The testing first showed that the researchers could label the nerve cells in the cortex and hippocampus that were activated in learning and memory retrieval, and then that they could also switch those memories off with light directed through a fiber optic cable. When they did this, the mice behaved in a normal way again, showing that they had lost their memories of the unpleasant event.

The investigators also demonstrated that turning off other cells in the hippocampus did not affect retrieval of those memories. 

“The cortex can’t do it alone – it needs input from the hippocampus,” said Dr. Brian Wiltgen, an associate professor of psychology at UC Davis. “This has been a fundamental assumption in our field for a long time, and [this] data provides the first direct evidence that it is true.”

For decades, it has been theorized that retrieving such memories involves coordination of activity between the hippocampus and the cerebral cortex, according to the researchers.

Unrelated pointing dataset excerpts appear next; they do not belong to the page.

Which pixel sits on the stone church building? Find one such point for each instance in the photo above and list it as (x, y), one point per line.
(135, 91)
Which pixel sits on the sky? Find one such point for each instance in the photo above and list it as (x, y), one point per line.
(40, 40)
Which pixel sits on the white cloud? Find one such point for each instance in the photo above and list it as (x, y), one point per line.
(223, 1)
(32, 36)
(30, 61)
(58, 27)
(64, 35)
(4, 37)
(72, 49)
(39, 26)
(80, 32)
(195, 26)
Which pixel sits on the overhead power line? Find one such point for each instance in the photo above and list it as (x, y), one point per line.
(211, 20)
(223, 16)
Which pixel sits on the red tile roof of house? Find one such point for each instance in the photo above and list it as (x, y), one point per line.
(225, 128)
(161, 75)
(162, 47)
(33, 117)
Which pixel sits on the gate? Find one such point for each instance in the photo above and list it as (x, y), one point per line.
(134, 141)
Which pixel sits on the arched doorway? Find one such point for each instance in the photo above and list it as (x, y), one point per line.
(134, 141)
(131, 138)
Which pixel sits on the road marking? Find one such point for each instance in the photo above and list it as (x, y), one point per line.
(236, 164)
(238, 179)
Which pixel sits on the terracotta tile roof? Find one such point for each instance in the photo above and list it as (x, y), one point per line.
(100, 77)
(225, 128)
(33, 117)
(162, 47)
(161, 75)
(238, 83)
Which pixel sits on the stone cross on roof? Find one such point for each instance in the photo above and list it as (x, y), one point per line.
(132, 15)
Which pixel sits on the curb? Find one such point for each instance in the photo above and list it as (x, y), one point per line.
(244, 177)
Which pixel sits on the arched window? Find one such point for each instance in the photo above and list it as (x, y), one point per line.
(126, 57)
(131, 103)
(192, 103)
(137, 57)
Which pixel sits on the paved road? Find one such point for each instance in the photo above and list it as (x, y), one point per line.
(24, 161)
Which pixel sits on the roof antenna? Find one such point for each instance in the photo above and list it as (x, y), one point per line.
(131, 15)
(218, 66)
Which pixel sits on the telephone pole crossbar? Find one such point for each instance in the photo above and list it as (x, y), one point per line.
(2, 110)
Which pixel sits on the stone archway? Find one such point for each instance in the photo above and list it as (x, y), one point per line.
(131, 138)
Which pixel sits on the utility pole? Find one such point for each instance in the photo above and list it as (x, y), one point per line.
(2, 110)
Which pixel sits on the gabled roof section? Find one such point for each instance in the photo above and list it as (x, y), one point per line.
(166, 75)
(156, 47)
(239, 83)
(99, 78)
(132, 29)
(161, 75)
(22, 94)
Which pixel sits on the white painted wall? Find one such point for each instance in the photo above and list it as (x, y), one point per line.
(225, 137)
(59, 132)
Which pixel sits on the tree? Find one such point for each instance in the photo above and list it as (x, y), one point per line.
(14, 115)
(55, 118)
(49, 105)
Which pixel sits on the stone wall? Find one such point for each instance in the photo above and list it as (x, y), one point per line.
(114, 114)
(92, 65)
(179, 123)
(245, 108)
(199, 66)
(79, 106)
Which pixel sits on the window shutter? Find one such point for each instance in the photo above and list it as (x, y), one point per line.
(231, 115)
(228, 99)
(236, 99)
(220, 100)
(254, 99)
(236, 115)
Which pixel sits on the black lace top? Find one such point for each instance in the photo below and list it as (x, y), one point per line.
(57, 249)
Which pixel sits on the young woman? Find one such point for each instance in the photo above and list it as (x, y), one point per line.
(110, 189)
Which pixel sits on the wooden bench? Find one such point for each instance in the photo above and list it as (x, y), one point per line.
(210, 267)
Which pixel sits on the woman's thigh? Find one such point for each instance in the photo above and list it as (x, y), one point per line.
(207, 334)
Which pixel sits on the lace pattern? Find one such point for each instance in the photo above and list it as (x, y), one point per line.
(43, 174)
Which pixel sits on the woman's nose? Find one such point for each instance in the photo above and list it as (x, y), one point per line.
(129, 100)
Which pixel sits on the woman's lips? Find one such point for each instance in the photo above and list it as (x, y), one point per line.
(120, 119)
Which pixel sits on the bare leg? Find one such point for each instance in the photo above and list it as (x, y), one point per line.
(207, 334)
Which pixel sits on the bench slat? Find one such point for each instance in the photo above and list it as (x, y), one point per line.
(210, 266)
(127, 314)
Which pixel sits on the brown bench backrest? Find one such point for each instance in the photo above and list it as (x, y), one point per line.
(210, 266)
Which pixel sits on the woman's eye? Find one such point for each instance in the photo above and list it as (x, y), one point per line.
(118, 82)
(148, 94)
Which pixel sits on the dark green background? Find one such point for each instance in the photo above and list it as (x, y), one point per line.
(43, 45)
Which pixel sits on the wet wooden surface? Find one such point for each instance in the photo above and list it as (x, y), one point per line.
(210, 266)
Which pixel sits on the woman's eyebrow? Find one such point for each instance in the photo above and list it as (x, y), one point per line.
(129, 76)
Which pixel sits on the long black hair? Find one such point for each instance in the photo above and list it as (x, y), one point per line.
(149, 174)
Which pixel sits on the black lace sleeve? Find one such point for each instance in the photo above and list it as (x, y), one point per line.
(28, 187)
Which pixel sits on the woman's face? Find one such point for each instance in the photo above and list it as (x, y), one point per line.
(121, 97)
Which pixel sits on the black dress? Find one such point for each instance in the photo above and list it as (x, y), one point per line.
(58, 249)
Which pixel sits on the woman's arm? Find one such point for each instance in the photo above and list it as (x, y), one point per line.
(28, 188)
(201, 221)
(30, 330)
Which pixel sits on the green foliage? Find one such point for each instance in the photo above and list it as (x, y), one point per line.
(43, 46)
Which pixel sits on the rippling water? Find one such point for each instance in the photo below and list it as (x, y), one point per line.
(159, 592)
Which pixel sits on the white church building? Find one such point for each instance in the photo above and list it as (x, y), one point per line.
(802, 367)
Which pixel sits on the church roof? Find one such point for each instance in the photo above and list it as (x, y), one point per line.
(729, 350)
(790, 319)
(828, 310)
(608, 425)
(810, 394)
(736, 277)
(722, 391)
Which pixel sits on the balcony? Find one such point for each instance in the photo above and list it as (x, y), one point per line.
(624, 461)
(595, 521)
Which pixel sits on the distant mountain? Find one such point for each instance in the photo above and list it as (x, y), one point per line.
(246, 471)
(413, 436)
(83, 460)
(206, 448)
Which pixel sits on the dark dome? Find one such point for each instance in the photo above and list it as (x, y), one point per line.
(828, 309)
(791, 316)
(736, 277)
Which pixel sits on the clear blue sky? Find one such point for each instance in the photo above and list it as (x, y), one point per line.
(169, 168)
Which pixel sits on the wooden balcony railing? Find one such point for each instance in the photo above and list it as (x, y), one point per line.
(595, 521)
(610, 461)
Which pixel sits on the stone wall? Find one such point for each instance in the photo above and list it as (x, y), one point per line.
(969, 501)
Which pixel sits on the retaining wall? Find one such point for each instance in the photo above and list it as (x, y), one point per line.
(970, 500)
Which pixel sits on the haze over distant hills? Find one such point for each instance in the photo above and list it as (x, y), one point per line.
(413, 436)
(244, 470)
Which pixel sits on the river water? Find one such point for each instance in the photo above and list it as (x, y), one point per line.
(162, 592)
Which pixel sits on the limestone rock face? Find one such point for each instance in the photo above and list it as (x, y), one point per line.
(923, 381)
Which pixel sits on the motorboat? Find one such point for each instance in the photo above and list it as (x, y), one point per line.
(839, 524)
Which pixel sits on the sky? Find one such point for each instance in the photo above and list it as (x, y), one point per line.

“The theory is that learning involves processing in the cortex, and the hippocampus reproduces this pattern of activity during retrieval, allowing you to re-experience the event,” Wiltgen said, adding that if the hippocampus is damaged, patients can lose decades of memories.

Before optogenetics, this theory was difficult to test directly, the researchers said.

The work was funded by the Whitehall Foundation, the McKnight Foundation, the Nakajima Foundation and the National Science Foundation.